A new study shows that ChatGPT, an application that uses the GPT-4 AI engine, performed better than most college students in a standard test of creativity. The study suggests that AI is developing the ability to generate ideas that are as good as or better than humans.
Researchers from the University of Montana and collaborators used the Torrance Tests of Creative Thinking (TTCT) to measure the creativity of ChatGPT and human participants. The TTCT is a widely used tool that has been assessing human creativity for decades.
The research team, led by Dr. Erik Guzik, an assistant clinical professor at UM’s College of Business, sent eight responses from ChatGPT and 24 responses from UM students who were taking Guzik’s courses on entrepreneurship and personal finance. The responses were scored by Scholastic Testing Service, which was unaware of the involvement of AI.
The results showed that ChatGPT was among the best in creativity. The AI application ranked in the top percentile for fluency – the ability to produce a large number of ideas – and for originality – the ability to produce new ideas. The AI scored slightly lower – in the 97th percentile – for flexibility, the ability to produce different types and categories of ideas.
“This was the first time that we demonstrated that ChatGPT and GPT-4 performed in the top 1% for originality,” Guzik said. “That was new.”
He also noted that some of his UM students performed in the top 1%. However, ChatGTP outperformed most of the college students nationally.
Guzik conducted the experiment during the spring semester. He was joined by Christian Gilde from UM Western and Christian Byrge from Vilnius University. The researchers presented their work in May at the Southern Oregon University Creativity Conference.
“We didn’t interpret the data much at the conference,” Guzik said. “We just presented the results. But we shared strong evidence that AI seems to be developing creative ability on par with or even exceeding human ability.”

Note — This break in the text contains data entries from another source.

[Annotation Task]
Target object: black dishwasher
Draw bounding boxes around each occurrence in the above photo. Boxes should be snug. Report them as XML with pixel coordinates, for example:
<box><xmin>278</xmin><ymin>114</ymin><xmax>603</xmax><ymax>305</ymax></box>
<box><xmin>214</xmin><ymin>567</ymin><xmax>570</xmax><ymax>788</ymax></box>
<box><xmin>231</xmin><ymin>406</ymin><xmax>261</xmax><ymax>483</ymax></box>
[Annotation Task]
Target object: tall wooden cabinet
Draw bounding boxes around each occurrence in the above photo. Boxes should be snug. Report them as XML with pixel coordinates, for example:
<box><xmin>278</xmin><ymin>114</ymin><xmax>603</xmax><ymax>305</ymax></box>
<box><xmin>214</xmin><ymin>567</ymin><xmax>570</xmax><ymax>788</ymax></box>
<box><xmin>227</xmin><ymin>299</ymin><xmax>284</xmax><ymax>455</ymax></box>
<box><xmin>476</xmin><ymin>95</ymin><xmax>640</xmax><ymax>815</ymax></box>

Guzik said he asked ChatGPT what it would mean if it did well on the TTCT. The AI gave a strong answer, which they shared at the conference:
“ChatGPT told us we may not fully understand human creativity, which I believe is correct,” he said. “It also suggested we may need more sophisticated assessment tools that can differentiate between human and AI-generated ideas.”

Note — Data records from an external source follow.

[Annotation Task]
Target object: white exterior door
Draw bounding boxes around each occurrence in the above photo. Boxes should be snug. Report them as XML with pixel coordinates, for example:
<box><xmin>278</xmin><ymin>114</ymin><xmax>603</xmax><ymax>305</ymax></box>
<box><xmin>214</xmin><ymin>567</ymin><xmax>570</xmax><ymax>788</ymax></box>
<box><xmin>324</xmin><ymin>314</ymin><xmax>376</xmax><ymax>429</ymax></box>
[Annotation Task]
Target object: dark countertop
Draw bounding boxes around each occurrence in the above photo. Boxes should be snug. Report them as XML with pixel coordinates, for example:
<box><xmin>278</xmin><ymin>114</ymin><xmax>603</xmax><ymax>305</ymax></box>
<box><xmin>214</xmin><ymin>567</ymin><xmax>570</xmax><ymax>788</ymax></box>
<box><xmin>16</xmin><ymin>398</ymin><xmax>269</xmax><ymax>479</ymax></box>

He said the TTCT is protected proprietary material, so ChatGPT couldn’t access information about the test online or in a public database.
Guzik has a long-standing interest in creativity. He was introduced to the Future Problem Solving process developed by Ellis Paul Torrance, the pioneering psychologist who also created the TTCT, when he was a seventh grader in a program for talented-and-gifted students in Palmer, Massachusetts. He fell in love with brainstorming and how it taps into human imagination, and he remains active with the Future Problem Solving organization – he even met his wife at one of its conferences.
Guzik and his team decided to test ChatGPT’s creativity after experimenting with it during the past year.
“We had all been exploring with ChatGPT, and we noticed it had been doing some interesting things that we didn’t expect,” he said. “Some of the responses were novel and surprising.